Ayllon-Benitez Aaron, Bourqui Romain, Thébault Patricia, Mougin Fleur
University of Bordeaux, Inserm UMR 1219, Bordeaux Population Health Research Center, team ERIAS, Bordeaux 33000, France.
University of Bordeaux, CNRS UMR 5800, LaBRI, Bordeaux 33400, France.
NAR Genom Bioinform. 2020 Mar 14;2(2):lqaa017. doi: 10.1093/nargab/lqaa017. eCollection 2020 Jun.
The revolution in new sequencing technologies is greatly leading to new understandings of the relations between genotype and phenotype. To interpret and analyze data that are grouped according to a phenotype of interest, methods based on statistical enrichment became a standard in biology. However, these methods synthesize the biological information by selecting the over-represented terms and may suffer from focusing on the most studied genes that represent a limited coverage of annotated genes within a gene set. Semantic similarity measures have shown great results within the pairwise gene comparison by making advantage of the underlying structure of the Gene Ontology. We developed GSAn, a novel gene set annotation method that uses semantic similarity measures to synthesize Gene Ontology annotation terms. The originality of our approach is to identify the best compromise between the number of retained annotation terms that has to be drastically reduced and the number of related genes that has to be as large as possible. Moreover, GSAn offers interactive visualization facilities dedicated to the multi-scale analysis of gene set annotations. Compared to enrichment analysis tools, GSAn has shown excellent results in terms of maximizing the gene coverage while minimizing the number of terms.
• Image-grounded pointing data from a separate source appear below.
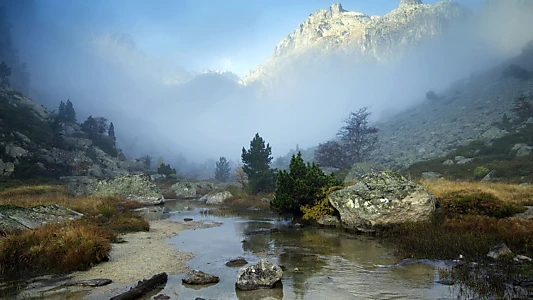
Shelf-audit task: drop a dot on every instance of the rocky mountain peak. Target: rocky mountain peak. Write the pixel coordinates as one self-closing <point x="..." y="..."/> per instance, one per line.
<point x="335" y="9"/>
<point x="410" y="2"/>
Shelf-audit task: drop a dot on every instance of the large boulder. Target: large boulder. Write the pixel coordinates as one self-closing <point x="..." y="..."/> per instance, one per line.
<point x="263" y="275"/>
<point x="358" y="170"/>
<point x="133" y="187"/>
<point x="15" y="218"/>
<point x="184" y="190"/>
<point x="217" y="198"/>
<point x="382" y="199"/>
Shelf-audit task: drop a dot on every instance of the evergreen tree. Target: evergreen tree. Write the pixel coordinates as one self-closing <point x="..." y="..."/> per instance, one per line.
<point x="256" y="162"/>
<point x="304" y="184"/>
<point x="111" y="132"/>
<point x="222" y="170"/>
<point x="5" y="72"/>
<point x="70" y="113"/>
<point x="61" y="111"/>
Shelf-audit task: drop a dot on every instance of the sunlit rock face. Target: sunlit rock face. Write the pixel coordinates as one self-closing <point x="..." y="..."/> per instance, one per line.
<point x="356" y="36"/>
<point x="382" y="199"/>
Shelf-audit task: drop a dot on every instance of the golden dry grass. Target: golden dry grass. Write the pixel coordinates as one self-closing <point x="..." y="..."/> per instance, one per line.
<point x="75" y="245"/>
<point x="504" y="191"/>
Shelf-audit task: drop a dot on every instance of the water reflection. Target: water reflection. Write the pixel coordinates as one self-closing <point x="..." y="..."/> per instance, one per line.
<point x="320" y="263"/>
新测序技术的革命极大地推动了人们对基因型与表型之间关系的新认识。为了解释和分析根据感兴趣的表型分组的数据,基于统计富集的方法已成为生物学中的标准方法。然而,这些方法通过选择过度代表的术语来综合生物信息,可能会因专注于研究最多的基因而受到影响,这些基因在基因集中仅占有限的注释基因覆盖范围。语义相似性度量通过利用基因本体论的底层结构,在成对基因比较中显示出了很好的效果。我们开发了GSAn,一种新颖的基因集注释方法,它使用语义相似性度量来综合基因本体论注释术语。我们方法的独特之处在于,要在必须大幅减少的保留注释术语数量与尽可能多的相关基因数量之间找到最佳平衡。此外,GSAn提供了专门用于基因集注释多尺度分析的交互式可视化工具。与富集分析工具相比,GSAn在最大化基因覆盖范围同时最小化术语数量方面显示出了优异的结果。